VRAM tetris on 12 GB

12 GB is the threshold below which this stack gets unpleasant, and it is also the point above which it gets comfortable in a way 8 GB never quite does. Mag Mell R1 sits at about 9 GB during inference. Pony Diffusion XL V6 wants 6 to 7 GB during a generation pass. A browser with a couple of YouTube tabs in the background takes another 2 to 3 GB before it gets noticed. The card is 12 GB. The arithmetic does not work out the way you would want it to, and yet the stack runs. Why it runs is the interesting part.

Two things keep it inside the budget. The first is that the text and image models do not need the GPU at the same instant. A chat turn finishes, the wand icon triggers a generation, Mag Mell yields VRAM during the seconds Forge is running its diffusion steps, and then the order reverses for the next turn. Ollama's runtime is reasonable about releasing memory when a request completes, and Forge is reasonable about taking what it needs and giving it back. The handoff is not coordinated by any orchestrator. It just works because both processes behave when they are not actively computing.

The second is that the failure modes are graceful and well-documented. ADetailer plus ControlNet running on top of a 1024×1024 Pony pass is the configuration that pushes the card to the edge. The fallback is to drop the resolution to 832×1216, which loses no quality on portrait orientations and most of the time is a better aspect ratio anyway. The next fallback is the --medvram-sdxl flag in webui-user.bat, which trades speed for headroom. The hard fallback is taskkill /IM ollama.exe /F to free 9 GB instantly when something needs to ship and the chat session can resume later.

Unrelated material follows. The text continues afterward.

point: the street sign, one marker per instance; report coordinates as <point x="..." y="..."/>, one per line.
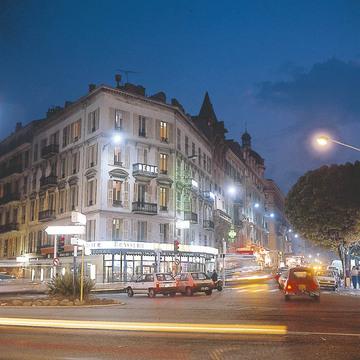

What 12 GB buys, that 8 GB doesn't, is the ability to keep both engines warm. On 8 GB you have to pick, text or image, and reload the other one when you switch. On 12 GB you don't. The wand icon works on the same chat turn the model finishes typing, with no tab swap, no reload, no model unload-and-reload cycle. That difference is what makes the integration feel like one product instead of two programs sharing a desktop.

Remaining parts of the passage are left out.